Modeling TM–stereocilia mechanical interactions
To simulate the interactions between the TM and a stereocilium, the TM was simulated as a 3D plate as in the previous simulation. The stereocilium was modeled as a nondeformable rod capped by a sphere. The diameter of the stereocilium was 300 nm. It was oriented at a 20° angle with respect to the TM surface, and its tip was embedded 100 nm inside the TM. To simulate the displacement of the stereocilium, it was pushed against the TM, pressure being exerted through its base along its longitudinal axis according to its initial position. The amplitude of the motion was 200 nm. During this movement, the rotational movement of the rod was unconstrained. Two scenarios were simulated. In the control simulation, the TM was considered as an isotropic material with all three Young's moduli being equal (Ex = Ey = Ez). In the second scenario, the experimentally derived moduli of the specific TM portion under consideration (basilar, midturn or apical) were incorporated into the TM model. These problems were solved by MSC.MARC software, and the results were rendered by HyperView (Altair Engineering, Troy, MI).
RESULTS AND DISCUSSION
To test our “mechanical guiding” model, the material properties of the TM were measured using normal-indentation and lateral force spectroscopy conducted by an atomic force microscope (AFM). For each position on the TM, we derived the normal Young's modulus by analyzing the force distance (FD) curve using a modified Hertz model (23). From the FD curve we also determined the depth to which the TM was indented by a given normal loading force (Fig. 2 A). Subsequently, we carried out a lateral force measurement at the same TM position (Fig. 2 B) for a specific TM indentation depth (achieved by applying the appropriate normal loading force, as determined from the FD curve). Measuring lateral force curves with the loading forces shown in Fig. 2 from all TM samples was technically impossible. The cantilevers used for this study were too soft to indent the stiff basal TM samples to a depth of >200 nm, whereas they were too stiff to produce lateral force curves of sufficient quality for the soft apical TM samples during indentation to depths of <100 nm. However, the cantilevers were well suited to measuring lateral force curves at indentation depth of 150–200 nm, and therefore such curves were obtained and analyzed for all TM samples at that depth. Moreover, this level of indentation is similar to the initial depth (∼100 nm) at which stereocilia are naturally embedded within the TM, as determined by cryo-electron microscopy (24).
FIGURE 2.
Normal and lateral force spectroscopy. (A) An averaged force-distance curve for a TM sample (solid line) and the corresponding cantilever deflection (dashed line). Double-headed arrows indicate the depth (nm) to which the TM is indented by each of five different normal loading forces (3, 9, 16, 26, and 36 nN). (B) Averaged lateral force versus lateral displacement curves acquired at the same TM position as was used for the force–distance curve (B) under five different normal loading forces denoted adjacent to the curves. The lateral force grows as the normal loading force and, consequently, the indentation depth increases.

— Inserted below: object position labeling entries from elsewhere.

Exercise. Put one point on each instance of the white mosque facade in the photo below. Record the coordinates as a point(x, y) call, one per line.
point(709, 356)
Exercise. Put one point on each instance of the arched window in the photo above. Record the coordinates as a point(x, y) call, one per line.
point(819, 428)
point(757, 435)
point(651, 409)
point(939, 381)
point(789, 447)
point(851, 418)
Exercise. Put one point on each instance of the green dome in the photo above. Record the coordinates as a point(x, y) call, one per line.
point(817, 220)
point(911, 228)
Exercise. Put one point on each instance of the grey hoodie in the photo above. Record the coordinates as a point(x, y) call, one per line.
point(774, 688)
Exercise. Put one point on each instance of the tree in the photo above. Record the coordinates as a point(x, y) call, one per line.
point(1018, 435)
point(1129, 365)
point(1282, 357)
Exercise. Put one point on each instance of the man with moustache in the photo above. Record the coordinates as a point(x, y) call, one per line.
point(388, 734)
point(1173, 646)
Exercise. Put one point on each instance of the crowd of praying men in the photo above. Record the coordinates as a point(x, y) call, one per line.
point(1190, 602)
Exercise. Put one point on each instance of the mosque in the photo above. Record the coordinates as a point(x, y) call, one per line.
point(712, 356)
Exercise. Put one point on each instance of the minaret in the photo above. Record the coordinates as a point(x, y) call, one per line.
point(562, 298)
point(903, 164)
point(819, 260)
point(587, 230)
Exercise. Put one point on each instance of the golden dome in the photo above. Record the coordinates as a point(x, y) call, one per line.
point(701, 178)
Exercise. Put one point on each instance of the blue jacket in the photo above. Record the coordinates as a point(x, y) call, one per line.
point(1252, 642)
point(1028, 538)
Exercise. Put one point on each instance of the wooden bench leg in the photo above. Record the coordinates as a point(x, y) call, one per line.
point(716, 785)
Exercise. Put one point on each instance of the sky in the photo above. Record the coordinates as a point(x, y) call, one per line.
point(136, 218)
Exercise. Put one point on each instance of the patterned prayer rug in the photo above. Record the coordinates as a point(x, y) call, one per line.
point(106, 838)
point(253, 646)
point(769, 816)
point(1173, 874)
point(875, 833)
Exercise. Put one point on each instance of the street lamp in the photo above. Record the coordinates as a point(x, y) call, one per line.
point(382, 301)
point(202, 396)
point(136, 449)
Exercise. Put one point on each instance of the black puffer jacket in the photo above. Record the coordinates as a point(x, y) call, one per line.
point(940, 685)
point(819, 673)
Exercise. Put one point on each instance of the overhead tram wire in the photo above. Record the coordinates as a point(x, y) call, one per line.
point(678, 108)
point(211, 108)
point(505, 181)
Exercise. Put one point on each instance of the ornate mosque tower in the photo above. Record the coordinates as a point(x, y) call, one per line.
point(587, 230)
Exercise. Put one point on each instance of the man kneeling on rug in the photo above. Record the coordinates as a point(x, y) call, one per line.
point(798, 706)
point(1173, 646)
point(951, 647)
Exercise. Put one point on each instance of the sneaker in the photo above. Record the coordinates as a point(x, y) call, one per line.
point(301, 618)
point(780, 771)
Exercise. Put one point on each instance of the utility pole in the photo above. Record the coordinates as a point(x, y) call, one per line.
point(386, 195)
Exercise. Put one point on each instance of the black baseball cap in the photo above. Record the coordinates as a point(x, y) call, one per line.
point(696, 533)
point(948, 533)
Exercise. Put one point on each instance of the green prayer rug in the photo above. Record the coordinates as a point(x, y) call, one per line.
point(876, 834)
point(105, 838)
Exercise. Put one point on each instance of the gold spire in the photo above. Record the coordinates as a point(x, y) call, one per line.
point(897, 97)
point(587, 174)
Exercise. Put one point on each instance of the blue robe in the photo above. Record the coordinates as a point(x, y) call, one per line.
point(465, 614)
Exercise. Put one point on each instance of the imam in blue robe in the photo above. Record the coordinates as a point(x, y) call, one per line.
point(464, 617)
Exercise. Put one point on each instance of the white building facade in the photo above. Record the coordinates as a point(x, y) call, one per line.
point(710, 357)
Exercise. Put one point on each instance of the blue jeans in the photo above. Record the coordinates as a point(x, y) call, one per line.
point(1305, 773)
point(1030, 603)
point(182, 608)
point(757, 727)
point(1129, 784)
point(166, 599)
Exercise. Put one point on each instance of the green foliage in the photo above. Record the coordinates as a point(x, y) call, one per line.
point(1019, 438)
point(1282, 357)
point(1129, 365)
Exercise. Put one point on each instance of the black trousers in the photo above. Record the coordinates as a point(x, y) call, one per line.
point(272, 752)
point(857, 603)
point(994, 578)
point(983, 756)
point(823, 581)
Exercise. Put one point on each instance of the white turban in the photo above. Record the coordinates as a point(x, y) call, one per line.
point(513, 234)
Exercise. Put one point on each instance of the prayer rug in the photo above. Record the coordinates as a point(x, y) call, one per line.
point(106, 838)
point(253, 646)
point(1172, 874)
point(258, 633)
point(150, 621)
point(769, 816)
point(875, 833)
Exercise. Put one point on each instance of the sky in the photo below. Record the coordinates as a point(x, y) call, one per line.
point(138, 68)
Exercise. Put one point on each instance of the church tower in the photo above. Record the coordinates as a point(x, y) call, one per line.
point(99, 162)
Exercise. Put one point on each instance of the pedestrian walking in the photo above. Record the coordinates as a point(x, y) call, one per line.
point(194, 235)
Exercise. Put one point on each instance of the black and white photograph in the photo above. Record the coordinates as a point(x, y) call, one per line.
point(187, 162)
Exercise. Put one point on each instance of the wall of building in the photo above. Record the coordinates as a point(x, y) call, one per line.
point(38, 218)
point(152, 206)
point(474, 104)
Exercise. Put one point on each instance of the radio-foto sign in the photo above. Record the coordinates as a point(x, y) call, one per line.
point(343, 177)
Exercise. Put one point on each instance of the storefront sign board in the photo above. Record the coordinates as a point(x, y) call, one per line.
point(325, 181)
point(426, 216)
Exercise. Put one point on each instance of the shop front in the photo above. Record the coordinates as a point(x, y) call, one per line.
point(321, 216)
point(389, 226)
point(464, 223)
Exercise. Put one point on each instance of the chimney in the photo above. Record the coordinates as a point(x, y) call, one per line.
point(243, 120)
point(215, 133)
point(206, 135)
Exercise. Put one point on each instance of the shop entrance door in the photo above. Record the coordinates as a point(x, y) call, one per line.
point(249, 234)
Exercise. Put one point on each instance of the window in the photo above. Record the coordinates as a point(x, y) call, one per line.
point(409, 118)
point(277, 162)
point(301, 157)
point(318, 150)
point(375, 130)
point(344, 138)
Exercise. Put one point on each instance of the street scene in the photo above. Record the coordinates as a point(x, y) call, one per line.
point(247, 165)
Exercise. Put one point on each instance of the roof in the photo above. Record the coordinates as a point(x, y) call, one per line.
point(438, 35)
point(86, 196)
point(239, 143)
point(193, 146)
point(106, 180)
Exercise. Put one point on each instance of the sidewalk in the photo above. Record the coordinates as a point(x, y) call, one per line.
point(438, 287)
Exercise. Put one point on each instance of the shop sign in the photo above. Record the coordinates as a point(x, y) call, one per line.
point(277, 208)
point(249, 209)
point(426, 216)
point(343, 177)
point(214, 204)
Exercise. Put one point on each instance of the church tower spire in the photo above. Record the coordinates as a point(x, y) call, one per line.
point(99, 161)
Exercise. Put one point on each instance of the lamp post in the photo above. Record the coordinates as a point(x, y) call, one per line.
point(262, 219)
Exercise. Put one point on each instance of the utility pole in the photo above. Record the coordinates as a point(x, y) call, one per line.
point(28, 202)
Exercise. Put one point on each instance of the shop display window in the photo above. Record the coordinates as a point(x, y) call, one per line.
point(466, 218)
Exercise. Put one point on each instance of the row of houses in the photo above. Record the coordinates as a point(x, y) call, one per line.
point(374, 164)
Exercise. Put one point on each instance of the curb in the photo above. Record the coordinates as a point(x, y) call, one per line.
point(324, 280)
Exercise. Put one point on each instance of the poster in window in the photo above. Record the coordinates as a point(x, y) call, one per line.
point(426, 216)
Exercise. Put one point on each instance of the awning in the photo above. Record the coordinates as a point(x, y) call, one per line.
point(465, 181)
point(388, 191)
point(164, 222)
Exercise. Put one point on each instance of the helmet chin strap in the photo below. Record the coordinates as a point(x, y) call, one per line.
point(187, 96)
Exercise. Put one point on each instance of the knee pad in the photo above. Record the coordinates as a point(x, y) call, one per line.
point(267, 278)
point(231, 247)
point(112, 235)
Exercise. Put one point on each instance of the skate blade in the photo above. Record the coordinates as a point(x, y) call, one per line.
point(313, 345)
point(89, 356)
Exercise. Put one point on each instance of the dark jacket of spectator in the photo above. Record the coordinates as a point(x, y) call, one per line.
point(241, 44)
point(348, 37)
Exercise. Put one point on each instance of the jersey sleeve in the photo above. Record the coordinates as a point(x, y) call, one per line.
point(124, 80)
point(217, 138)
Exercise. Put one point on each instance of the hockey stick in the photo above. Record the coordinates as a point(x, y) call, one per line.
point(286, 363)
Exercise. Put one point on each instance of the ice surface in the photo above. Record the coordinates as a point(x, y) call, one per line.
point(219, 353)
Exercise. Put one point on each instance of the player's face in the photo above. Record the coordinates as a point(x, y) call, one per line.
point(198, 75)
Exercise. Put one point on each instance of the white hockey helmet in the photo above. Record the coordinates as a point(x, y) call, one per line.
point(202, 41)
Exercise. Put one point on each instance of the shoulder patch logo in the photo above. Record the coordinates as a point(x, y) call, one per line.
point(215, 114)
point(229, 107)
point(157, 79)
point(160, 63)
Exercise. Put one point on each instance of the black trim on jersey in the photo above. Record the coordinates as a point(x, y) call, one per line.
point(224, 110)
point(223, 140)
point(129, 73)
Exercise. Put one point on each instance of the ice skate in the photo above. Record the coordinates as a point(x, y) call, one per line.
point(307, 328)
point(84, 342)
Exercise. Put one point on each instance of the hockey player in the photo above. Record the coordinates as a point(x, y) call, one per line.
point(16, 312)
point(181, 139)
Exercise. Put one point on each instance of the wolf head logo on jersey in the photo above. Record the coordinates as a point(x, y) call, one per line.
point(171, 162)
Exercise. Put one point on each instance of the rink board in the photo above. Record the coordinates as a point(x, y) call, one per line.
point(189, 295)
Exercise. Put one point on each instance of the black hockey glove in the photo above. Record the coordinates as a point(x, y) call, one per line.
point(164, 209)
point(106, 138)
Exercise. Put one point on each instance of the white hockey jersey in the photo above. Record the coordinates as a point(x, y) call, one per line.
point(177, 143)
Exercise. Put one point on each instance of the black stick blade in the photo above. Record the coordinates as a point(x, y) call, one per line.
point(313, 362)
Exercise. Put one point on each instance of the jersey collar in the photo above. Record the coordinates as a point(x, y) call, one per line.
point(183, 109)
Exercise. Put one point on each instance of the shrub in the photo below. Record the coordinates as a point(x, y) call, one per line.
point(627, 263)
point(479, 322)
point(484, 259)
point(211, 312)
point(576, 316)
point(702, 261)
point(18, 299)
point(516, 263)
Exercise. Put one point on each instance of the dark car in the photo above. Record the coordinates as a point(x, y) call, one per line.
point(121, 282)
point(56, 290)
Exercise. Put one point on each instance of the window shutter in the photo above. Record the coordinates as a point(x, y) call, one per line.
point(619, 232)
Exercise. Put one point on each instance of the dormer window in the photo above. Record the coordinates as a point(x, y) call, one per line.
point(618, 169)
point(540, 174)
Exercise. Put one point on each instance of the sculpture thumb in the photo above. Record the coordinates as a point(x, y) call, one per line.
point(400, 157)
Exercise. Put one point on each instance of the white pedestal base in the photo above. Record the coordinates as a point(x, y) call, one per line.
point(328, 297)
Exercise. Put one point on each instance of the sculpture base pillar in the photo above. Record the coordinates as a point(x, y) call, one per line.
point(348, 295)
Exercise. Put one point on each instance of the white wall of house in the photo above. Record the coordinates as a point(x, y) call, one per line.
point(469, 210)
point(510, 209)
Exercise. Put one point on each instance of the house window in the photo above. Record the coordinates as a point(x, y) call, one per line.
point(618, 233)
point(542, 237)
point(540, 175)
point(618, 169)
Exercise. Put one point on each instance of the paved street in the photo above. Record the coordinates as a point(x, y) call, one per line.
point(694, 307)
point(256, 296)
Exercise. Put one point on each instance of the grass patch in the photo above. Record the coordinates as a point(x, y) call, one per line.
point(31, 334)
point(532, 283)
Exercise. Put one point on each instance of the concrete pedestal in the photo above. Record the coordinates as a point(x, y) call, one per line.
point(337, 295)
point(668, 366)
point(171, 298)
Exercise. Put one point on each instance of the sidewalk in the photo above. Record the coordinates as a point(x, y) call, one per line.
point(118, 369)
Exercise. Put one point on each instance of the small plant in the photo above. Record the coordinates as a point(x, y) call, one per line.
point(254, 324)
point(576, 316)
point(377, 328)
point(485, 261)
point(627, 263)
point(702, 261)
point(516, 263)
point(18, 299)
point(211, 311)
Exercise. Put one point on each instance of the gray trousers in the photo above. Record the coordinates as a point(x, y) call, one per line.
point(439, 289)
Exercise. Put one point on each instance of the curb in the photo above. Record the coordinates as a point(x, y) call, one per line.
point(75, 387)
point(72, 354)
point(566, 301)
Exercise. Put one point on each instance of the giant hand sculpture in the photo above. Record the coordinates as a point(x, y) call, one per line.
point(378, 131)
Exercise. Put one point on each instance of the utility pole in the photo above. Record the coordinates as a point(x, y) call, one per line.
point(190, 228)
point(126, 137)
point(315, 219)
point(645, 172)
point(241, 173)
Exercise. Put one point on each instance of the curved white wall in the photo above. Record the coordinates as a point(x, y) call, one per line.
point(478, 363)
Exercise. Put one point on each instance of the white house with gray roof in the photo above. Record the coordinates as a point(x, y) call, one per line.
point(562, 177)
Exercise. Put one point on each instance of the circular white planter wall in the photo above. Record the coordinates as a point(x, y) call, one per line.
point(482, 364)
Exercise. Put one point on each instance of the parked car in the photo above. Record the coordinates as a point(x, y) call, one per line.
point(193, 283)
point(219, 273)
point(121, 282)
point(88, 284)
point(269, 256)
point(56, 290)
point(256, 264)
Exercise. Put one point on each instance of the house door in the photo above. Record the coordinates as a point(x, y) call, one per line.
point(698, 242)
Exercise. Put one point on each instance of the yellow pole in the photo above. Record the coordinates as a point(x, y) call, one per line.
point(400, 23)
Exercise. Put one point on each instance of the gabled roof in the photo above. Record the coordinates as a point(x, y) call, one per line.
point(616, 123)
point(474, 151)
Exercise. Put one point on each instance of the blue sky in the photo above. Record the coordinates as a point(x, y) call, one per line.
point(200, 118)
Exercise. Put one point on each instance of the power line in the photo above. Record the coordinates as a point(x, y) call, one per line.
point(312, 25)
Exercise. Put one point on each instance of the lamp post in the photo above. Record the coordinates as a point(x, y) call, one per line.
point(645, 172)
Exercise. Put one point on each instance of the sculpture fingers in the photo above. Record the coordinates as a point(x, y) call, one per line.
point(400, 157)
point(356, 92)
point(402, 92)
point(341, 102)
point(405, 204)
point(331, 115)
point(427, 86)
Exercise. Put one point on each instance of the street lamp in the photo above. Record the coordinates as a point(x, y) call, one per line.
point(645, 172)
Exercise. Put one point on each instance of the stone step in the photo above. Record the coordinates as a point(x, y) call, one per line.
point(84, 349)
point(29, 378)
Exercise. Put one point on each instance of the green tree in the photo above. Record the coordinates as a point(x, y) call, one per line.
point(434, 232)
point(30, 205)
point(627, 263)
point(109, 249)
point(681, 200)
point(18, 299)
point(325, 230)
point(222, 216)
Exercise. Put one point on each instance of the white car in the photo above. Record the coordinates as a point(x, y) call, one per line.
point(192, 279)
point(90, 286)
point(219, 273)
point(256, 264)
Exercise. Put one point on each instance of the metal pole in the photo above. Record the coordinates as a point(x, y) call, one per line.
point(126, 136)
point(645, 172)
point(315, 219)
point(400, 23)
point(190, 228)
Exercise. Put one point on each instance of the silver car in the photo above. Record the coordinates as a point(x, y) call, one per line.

In a previous study, we measured the normal mechanical properties of the TM (10). The results indicated that TM stiffness in the apical region (the low frequency response region of the cochlea) is one order of magnitude lower than in the basal region (the high frequency response region). Fig. 3 shows the averaged lateral stiffness of the TM, measured along the radial (x) and longitudinal (y) axes of the TM. Similarly to our normal force results (10), we find a gradual increase in the lateral stiffness of the TM going from the apical to the basal region of the cochlea, independent of radial orientation. Student's t-test showed that the difference in lateral stiffness values along the longitudinal direction is significant (p < 0.0001 at 99.9% confidence level). The lateral stiffness of the TM at its apical end (parallel: 1.9 ± 0.2 N/m, n = 18; perpendicular: 2.4 ± 0.2 N/m, n = 27) is only ∼20% of its stiffness at its basal end (parallel: 10.5 ± 1.1 N/m, n = 19; perpendicular: 12.4 ± 1.0 N/m, n = 36). In the midturn region of the cochlea, the lateral stiffness of the TM is 4.4 ± 0.3 N/m (n = 36) for an orientation parallel to the radial direction, and 4.8 ± 0.3 N/m (n = 34) for an orientation perpendicular to it. The differences in lateral stiffness values between the parallel and perpendicular orientations are statistically insignificant. Earlier material property measurements made using magnetic beads attached to the surface of the TM found it to be threefold stiffer in the radial (x) direction than in the longitudinal (y) direction (12). However, we find the TM to be slightly (10–20%) softer along its radial direction compared with the longitudinal direction, with the observed differences probably arising from the arrangement of the TM collagen fibers along its radial direction (20). This discrepancy between the findings of the two research groups may point to differences between the properties of the TM surface (as measured in the earlier study) and its bulk properties (as assessed using our constant indentation approach). Alternatively, it may result from the different measurement methods applied.
FIGURE 3.
The longitudinal distributions of the TM lateral stiffness. Measurements were localized to the radial zone above the hair cells, which is probably the most functionally relevant region of the TM. Results are grouped into three longitudinal regions: apical, midturn, and basal. Each longitudinal position is subdivided based on the direction of the measurement: along the radial (gray bars) or longitudinal axes (black bars) of the TM. The TM indentation depth was 150–200 nm in all measurements. The bars represent the SE, and the number of samples analyzed is indicated by the number shown in each column.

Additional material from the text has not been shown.